Tuesday, February 7, 2012

Zona



Geoff Dyer
Zona

Canongate Books, 2012

240 pages about Tarkovsky's film "Stalker". Simultaneously, it’s memoirs, essays about everything, film history analysis, travelogue, but at the same time, not a collection of all the above, but something still not hasn’t been seen before. A novel about the film. Or this: a novel around the film. A new kind of film criticism. That you can write about a movie like that, everyone seems to understand since the birth of cinema, but nobody, however, hasn’t thought that it is still possible. Shot by shot analysis of the film, which was originally conceived as a film shot by one shot, but it’s a literature analysis. The transmission of each shot through the prism of your own "self."

The book begins as, in fact, the film does: with a description of the bar, where a visitor enters to. After that, Dyer suddenly jumps to a description of the phenomenon of the Zone, a place where the meteorite fell. And then Dyer jumps next, comparing Tarkovsky and Antonioni. These three very different fragments give an idea of the three main vectors of the book: Meditation and a retelling of what is happening in "Stalker", an essay on the abstract theme, inspired by the film; cinematic analysis of the film and its connection with European cinema in general. It is difficult to believe that 250-page book about a film can be read at one, but it is.

The excitement of "Zona" lays in a good composition of the three main components. The author does not go too far in favor of one of these components. Analysis of film history is replaced by inserting memoir, memoir by retelling of the film, it in turn by an essay, for example, on the topic of labor camps, and essays - by the story of the filming of "Stalker". Dyer juggles these components, entertaining the reader, but "entertaining" is not quite the right word. Dyer is still not a street circus and not a clown who uses tricks, and hard to find entertainment, once again, in a 250-page book about a film. However, Dyer manages to entertain with no very easy material. Dyer tries on different masks - what the reader will be closer to. To film lovers Dyer offers a deep analysis of the effect of "Stalker" on other films of that time (and the movies of our contemporaries), the intersection between all the films of Tarkovsky, the history of film. For fans of Tarkovsky Dyer offers reflections on the incarnation of Tarkovsky in the form of Stalker, on Tarkovsky-man and Tarkovsky-director. To a simple reader Dyer appears in the image of the swell guy: he jokes about group sex, drinking at the bar, the writers' craft and a backpack as a gift. All jokes, it should be noted, are funny, intelligent cast, and some flow in or derived from clever and subtle reflections on life.

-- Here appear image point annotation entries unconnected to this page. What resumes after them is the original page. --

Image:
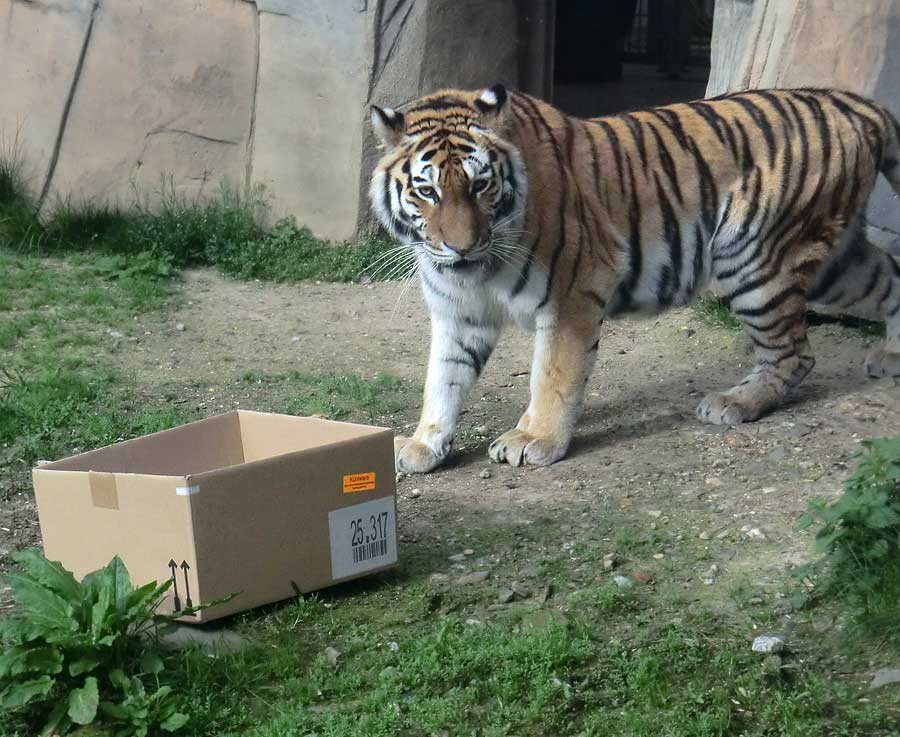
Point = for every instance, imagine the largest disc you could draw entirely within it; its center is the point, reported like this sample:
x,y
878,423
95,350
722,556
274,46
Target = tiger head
x,y
450,182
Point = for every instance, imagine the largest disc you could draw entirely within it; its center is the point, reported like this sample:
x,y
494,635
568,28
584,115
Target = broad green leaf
x,y
83,702
49,573
174,722
30,659
19,694
99,612
151,663
122,587
45,612
118,679
143,601
84,664
57,723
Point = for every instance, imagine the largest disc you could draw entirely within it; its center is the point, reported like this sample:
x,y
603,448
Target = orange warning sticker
x,y
359,482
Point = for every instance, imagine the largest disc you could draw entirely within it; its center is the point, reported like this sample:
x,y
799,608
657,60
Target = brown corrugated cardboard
x,y
259,505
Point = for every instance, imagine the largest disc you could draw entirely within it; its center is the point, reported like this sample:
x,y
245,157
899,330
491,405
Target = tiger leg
x,y
459,350
774,317
863,281
564,355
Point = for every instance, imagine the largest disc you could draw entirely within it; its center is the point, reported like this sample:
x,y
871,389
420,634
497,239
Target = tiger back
x,y
516,212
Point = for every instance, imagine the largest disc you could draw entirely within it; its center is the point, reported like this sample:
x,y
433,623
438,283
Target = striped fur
x,y
518,213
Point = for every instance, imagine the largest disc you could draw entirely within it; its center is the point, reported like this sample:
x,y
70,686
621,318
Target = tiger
x,y
516,213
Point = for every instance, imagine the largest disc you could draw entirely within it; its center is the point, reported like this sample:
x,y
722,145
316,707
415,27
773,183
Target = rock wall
x,y
105,98
826,43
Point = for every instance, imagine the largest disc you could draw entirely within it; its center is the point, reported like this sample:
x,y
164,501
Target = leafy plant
x,y
67,650
859,539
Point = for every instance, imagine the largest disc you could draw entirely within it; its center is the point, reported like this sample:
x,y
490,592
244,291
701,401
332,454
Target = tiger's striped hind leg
x,y
863,280
773,314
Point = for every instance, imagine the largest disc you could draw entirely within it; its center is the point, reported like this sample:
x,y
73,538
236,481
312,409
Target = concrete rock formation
x,y
105,98
827,43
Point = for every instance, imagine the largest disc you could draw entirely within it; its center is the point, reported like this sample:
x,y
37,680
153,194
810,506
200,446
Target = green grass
x,y
169,231
716,313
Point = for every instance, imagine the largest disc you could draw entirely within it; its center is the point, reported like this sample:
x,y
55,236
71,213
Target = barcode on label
x,y
369,551
363,537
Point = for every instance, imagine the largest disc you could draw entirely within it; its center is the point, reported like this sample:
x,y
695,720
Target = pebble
x,y
754,533
768,644
472,578
885,677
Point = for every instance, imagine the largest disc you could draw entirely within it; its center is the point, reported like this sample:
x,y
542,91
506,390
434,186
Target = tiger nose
x,y
459,249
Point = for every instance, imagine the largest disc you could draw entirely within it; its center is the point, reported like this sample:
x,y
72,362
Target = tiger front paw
x,y
411,456
517,447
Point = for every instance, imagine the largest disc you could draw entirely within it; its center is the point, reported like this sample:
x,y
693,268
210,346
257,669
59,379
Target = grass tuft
x,y
715,312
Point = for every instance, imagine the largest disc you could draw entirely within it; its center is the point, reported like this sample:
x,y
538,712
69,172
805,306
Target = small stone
x,y
520,590
473,578
885,677
768,644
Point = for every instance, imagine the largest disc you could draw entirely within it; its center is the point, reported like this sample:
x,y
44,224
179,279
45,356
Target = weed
x,y
76,650
859,540
715,312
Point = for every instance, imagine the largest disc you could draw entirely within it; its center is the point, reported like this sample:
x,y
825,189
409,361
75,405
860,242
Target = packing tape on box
x,y
103,490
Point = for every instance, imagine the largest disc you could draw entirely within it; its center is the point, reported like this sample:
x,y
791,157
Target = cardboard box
x,y
260,505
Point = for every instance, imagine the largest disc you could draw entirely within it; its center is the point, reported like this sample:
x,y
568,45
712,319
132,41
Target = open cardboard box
x,y
260,505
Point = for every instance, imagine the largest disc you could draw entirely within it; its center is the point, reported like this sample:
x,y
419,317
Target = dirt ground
x,y
640,460
639,455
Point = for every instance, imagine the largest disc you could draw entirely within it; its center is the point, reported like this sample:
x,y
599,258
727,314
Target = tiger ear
x,y
388,125
493,104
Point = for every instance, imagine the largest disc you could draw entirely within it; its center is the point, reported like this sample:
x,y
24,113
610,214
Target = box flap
x,y
267,435
193,448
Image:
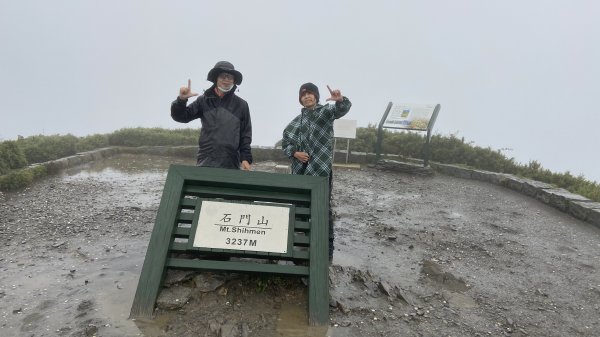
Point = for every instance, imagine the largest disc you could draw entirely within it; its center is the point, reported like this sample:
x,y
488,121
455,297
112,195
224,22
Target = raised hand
x,y
336,95
186,92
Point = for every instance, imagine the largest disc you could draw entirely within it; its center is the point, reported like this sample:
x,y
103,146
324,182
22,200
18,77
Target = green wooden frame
x,y
185,185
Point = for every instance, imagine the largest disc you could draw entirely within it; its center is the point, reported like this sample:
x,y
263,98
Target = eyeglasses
x,y
226,76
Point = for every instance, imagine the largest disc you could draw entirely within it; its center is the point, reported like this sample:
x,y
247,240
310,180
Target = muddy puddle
x,y
415,256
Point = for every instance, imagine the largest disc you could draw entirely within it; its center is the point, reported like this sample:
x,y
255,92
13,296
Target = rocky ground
x,y
415,256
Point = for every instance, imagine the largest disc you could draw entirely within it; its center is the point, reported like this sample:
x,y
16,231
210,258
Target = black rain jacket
x,y
226,132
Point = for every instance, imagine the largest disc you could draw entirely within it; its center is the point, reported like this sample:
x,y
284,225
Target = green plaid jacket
x,y
312,132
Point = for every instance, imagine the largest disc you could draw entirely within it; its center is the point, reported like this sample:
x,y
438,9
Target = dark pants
x,y
331,218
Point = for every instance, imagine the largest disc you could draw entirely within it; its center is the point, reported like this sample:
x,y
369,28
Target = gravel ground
x,y
415,256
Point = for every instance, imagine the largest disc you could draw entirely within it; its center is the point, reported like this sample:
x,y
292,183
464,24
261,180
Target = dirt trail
x,y
415,256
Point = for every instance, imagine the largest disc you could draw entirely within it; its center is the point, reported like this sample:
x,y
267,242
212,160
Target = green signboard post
x,y
265,216
414,117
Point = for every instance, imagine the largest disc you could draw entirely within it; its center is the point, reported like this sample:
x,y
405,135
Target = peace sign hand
x,y
336,95
186,92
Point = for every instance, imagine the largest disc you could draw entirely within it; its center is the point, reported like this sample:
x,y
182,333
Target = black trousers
x,y
331,217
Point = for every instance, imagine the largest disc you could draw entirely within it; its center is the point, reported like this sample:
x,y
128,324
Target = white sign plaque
x,y
409,116
227,225
344,128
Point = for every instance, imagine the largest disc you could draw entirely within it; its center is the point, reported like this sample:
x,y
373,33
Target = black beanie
x,y
308,87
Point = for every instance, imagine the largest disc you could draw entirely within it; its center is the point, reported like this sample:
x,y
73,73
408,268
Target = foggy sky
x,y
522,76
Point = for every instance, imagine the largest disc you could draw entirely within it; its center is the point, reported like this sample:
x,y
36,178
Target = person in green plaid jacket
x,y
308,138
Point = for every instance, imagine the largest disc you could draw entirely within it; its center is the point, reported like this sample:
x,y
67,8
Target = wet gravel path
x,y
415,256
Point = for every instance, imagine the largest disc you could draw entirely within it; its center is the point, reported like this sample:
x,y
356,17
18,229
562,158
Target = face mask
x,y
225,90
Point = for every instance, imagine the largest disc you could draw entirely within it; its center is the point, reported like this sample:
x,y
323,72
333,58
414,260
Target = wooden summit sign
x,y
266,216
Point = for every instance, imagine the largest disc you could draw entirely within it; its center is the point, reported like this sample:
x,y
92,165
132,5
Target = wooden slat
x,y
237,266
258,195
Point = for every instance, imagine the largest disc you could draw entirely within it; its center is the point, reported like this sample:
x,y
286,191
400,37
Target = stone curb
x,y
576,205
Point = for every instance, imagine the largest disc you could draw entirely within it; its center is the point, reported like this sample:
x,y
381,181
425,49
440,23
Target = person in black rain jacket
x,y
226,132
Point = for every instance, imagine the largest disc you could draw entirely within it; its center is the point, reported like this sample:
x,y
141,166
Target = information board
x,y
240,226
409,116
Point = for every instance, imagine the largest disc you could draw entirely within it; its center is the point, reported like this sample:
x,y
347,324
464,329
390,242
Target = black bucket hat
x,y
308,87
224,67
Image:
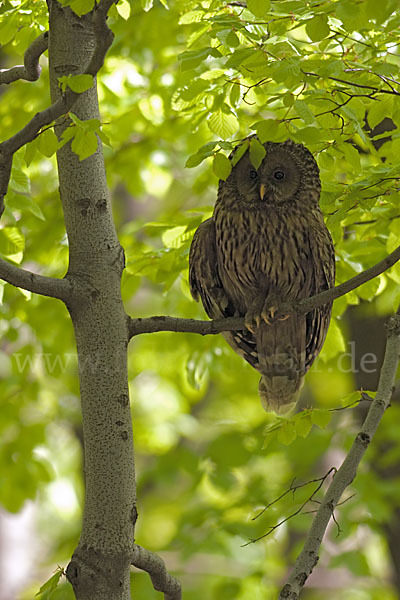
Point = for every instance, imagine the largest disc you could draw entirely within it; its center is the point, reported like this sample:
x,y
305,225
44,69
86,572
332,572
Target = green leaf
x,y
302,109
257,152
287,433
19,181
303,424
259,8
172,238
11,241
270,130
81,7
146,5
24,203
124,9
50,585
221,166
380,109
30,152
203,153
223,124
193,58
240,151
48,142
321,417
317,28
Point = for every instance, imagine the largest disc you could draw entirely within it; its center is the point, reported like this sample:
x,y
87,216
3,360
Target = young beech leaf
x,y
221,166
321,417
240,152
259,8
50,585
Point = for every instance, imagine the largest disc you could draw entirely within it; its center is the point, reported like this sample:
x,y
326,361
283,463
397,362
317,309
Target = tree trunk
x,y
99,569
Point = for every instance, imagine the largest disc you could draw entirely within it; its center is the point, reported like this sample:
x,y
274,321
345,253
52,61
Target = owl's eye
x,y
278,174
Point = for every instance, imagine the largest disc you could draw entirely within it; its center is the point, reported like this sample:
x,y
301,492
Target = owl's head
x,y
288,174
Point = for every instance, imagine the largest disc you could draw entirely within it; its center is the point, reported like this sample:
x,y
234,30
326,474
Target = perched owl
x,y
265,244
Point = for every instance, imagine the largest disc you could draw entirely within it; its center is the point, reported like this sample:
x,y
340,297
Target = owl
x,y
265,244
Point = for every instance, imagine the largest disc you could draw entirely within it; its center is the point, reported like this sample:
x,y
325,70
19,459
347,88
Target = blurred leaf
x,y
221,166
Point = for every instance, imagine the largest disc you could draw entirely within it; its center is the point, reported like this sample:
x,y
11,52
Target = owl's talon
x,y
283,318
268,314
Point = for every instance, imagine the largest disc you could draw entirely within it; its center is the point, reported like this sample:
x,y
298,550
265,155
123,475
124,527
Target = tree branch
x,y
30,70
308,557
39,284
154,565
164,323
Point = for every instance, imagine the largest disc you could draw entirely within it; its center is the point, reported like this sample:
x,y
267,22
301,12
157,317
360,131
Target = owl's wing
x,y
204,277
317,321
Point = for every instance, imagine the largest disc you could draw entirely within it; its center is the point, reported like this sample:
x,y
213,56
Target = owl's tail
x,y
281,358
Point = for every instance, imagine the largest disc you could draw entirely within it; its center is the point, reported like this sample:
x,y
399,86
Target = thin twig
x,y
164,323
32,282
155,566
30,70
308,557
272,528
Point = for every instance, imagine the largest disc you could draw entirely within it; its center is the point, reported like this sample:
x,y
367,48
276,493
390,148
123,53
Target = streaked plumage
x,y
267,243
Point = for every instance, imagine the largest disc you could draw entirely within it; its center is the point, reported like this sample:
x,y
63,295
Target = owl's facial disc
x,y
279,177
275,182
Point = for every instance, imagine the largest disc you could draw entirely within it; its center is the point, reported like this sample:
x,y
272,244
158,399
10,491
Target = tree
x,y
323,74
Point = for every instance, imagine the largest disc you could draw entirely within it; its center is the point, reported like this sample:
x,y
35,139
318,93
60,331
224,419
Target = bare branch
x,y
308,304
308,557
30,70
164,323
39,284
154,565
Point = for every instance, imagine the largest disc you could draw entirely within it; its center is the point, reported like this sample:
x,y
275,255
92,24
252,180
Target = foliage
x,y
185,85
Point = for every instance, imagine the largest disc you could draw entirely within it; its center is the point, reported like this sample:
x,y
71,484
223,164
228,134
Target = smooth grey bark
x,y
99,569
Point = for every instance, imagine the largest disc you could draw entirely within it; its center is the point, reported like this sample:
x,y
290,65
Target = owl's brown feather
x,y
261,250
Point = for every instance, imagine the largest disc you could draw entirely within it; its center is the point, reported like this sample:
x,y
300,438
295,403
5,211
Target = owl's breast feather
x,y
260,251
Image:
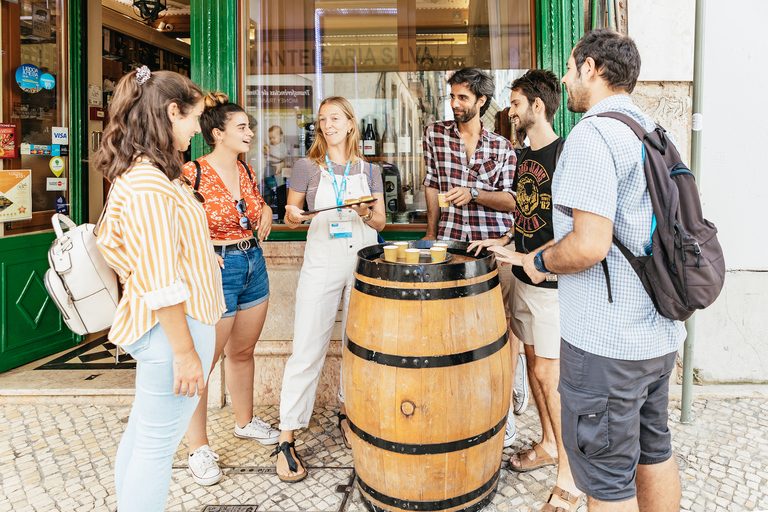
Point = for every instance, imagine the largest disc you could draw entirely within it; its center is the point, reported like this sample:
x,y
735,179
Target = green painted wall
x,y
214,51
30,325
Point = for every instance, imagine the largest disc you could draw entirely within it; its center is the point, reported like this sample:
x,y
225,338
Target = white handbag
x,y
80,282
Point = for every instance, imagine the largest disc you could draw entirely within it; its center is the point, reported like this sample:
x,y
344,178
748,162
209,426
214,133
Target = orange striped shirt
x,y
155,235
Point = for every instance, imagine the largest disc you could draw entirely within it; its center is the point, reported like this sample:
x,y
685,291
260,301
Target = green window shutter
x,y
214,51
560,25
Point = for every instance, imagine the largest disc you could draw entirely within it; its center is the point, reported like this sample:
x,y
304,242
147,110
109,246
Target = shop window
x,y
34,140
391,59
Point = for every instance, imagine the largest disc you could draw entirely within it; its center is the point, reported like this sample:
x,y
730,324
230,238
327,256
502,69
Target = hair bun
x,y
214,99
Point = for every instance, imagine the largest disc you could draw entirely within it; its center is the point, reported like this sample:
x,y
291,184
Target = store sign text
x,y
353,57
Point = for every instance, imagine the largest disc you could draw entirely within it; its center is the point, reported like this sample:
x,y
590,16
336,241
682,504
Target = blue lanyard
x,y
339,191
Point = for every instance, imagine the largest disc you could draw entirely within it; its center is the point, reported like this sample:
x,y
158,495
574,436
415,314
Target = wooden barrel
x,y
427,381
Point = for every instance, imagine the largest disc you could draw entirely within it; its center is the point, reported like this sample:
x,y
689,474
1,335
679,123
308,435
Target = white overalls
x,y
326,276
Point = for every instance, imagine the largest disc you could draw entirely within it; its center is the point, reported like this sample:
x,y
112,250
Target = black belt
x,y
242,245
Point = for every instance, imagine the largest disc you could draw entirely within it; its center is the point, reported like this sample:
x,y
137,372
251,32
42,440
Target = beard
x,y
526,121
467,115
577,97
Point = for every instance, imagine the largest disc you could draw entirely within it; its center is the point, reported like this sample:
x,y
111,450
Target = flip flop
x,y
341,417
573,501
542,459
285,448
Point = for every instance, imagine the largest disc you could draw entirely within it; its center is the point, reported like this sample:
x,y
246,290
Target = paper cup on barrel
x,y
390,253
401,247
437,253
412,255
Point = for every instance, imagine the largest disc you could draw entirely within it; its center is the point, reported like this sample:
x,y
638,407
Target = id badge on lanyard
x,y
339,228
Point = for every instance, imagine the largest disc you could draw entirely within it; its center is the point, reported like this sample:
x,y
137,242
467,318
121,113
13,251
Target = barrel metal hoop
x,y
367,265
428,449
433,505
399,361
456,292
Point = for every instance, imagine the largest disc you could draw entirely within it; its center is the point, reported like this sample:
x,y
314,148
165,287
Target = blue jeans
x,y
244,279
158,419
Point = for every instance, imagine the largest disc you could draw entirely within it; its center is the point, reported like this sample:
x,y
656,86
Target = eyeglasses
x,y
195,193
526,78
242,208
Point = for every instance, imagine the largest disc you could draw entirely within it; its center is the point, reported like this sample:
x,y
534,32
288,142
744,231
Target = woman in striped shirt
x,y
155,235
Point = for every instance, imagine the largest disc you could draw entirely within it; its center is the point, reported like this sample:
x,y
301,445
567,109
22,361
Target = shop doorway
x,y
131,35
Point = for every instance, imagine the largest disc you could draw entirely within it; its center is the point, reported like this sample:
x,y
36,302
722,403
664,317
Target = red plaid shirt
x,y
491,168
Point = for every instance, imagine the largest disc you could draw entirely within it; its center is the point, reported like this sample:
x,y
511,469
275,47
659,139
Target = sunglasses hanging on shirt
x,y
242,208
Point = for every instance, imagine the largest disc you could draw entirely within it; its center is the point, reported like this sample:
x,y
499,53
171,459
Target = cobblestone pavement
x,y
61,457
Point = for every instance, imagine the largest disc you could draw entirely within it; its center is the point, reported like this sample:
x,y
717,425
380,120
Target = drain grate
x,y
252,471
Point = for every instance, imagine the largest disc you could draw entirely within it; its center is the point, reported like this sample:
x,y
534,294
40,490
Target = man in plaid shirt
x,y
472,166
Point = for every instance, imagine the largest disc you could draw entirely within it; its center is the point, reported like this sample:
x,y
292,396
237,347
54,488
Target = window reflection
x,y
391,59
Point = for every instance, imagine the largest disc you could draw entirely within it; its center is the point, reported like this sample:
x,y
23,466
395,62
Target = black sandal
x,y
285,448
341,417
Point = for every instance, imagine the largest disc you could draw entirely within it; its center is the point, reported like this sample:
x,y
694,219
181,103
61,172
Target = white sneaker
x,y
510,433
204,466
520,393
259,430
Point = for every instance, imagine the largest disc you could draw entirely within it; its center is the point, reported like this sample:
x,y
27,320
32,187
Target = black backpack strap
x,y
559,151
604,263
197,177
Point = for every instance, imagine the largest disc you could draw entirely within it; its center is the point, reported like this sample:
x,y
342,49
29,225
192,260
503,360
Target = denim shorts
x,y
244,278
613,417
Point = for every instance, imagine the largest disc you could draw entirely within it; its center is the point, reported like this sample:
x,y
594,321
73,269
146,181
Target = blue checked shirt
x,y
601,172
490,168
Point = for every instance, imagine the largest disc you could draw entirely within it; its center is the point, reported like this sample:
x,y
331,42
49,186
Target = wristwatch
x,y
538,262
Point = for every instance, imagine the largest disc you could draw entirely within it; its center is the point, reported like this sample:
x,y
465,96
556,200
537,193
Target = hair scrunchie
x,y
142,75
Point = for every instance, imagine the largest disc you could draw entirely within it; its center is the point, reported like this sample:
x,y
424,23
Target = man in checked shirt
x,y
472,166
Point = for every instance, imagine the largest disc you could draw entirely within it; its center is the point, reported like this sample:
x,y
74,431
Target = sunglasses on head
x,y
527,79
195,193
242,208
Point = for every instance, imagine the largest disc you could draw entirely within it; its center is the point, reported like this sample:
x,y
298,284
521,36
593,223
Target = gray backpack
x,y
685,269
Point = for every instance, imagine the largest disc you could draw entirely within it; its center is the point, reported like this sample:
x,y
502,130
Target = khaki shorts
x,y
507,282
536,318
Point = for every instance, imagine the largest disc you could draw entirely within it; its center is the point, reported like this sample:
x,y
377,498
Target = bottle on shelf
x,y
388,146
404,151
369,141
309,134
377,136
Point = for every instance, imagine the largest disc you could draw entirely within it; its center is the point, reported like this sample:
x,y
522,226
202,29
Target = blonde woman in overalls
x,y
333,173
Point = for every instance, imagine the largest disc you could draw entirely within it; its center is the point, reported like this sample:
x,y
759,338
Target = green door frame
x,y
559,26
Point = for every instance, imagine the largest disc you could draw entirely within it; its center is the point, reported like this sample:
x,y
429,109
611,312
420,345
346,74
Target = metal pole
x,y
696,128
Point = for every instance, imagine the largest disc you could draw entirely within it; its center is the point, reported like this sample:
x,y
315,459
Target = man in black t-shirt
x,y
535,313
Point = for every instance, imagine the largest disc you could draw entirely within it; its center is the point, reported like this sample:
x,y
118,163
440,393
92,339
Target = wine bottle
x,y
369,141
309,135
388,139
377,136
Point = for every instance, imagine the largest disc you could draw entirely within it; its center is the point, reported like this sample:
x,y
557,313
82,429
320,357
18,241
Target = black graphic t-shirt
x,y
533,210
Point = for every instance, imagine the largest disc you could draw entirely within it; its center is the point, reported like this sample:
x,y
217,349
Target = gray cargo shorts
x,y
614,417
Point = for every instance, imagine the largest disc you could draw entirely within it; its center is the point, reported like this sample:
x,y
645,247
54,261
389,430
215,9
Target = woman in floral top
x,y
236,212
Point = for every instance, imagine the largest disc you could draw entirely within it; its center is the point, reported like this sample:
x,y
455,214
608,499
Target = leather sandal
x,y
573,501
341,417
285,448
543,458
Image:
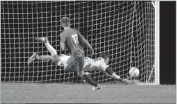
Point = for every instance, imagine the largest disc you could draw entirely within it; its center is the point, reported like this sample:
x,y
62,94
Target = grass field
x,y
82,93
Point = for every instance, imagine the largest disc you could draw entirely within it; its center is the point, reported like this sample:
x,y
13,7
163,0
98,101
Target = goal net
x,y
123,29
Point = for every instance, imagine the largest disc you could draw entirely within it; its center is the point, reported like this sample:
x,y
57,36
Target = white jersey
x,y
89,64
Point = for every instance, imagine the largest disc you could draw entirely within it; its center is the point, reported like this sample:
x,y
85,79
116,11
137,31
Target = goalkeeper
x,y
100,63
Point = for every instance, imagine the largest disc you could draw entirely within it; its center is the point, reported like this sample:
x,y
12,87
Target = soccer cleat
x,y
96,87
32,58
42,39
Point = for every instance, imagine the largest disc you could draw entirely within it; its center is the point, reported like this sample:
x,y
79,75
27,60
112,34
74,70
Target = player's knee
x,y
54,52
109,71
55,59
81,72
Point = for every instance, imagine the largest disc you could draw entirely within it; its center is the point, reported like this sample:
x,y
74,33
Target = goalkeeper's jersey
x,y
89,64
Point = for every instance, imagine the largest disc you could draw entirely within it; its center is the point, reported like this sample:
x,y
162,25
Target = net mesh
x,y
123,29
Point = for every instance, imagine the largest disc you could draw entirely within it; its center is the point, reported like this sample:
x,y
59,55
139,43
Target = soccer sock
x,y
89,80
44,57
51,49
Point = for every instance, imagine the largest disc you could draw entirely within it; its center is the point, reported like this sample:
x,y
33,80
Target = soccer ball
x,y
134,72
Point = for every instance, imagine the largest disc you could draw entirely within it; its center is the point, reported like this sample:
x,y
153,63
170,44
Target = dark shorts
x,y
55,59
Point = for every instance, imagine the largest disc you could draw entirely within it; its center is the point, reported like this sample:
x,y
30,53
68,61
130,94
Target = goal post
x,y
126,30
157,44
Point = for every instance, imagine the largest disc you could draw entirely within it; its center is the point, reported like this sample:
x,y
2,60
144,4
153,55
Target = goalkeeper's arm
x,y
112,74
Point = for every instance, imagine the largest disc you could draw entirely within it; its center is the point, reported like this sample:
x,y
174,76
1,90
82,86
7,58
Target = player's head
x,y
105,56
65,22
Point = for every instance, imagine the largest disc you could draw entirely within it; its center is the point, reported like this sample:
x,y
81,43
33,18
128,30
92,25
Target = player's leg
x,y
112,74
80,64
35,56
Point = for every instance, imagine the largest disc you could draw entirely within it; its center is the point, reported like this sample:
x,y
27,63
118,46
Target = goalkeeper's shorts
x,y
55,59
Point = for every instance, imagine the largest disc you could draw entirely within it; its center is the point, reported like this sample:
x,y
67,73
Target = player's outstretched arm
x,y
112,74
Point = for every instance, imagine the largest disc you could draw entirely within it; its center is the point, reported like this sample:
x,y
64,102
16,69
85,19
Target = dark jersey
x,y
74,40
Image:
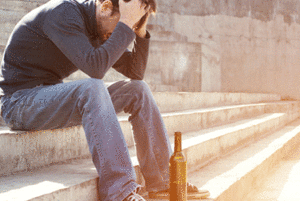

His knowledge of the topic Dyer shows in copiously sprinkled throughout the book footnotes. Recently, I have not seen a non-academic book, which would have at least one footnote. Footnote here can take four pages, and some are a couple of paragraphs long.

Do you need to see "Stalker" before reading this book? For example, I have not seen it, but it does not interfere with the perception of the book, because "Zona" is also a novel. Dyer describes the film shot by shot: the picture appears before the eye of the reader.
The final of the book is in a particularly striking. Dyer seamlessly replaces a book about the film to a book about human desires. The room where wishes come true, remains for the stalker - and for the author - unattained.

The only flaw of this book, perhaps, is that the Strugatsky brothers, on whose novel "Roadside Picnic" was written the screenplay, had been just left on the roadside. The film, of course, is very different from the book. All the sci-fi components had been removed from the screebplay. And yes, this book is about Tarkovsky and "Stalker" and not about Boris and Arkady Strugatsky, but I still feel the injustice, because the immediate source was left beyond the scope of the book.

In general, it is clever and profound book - and in many ways unique.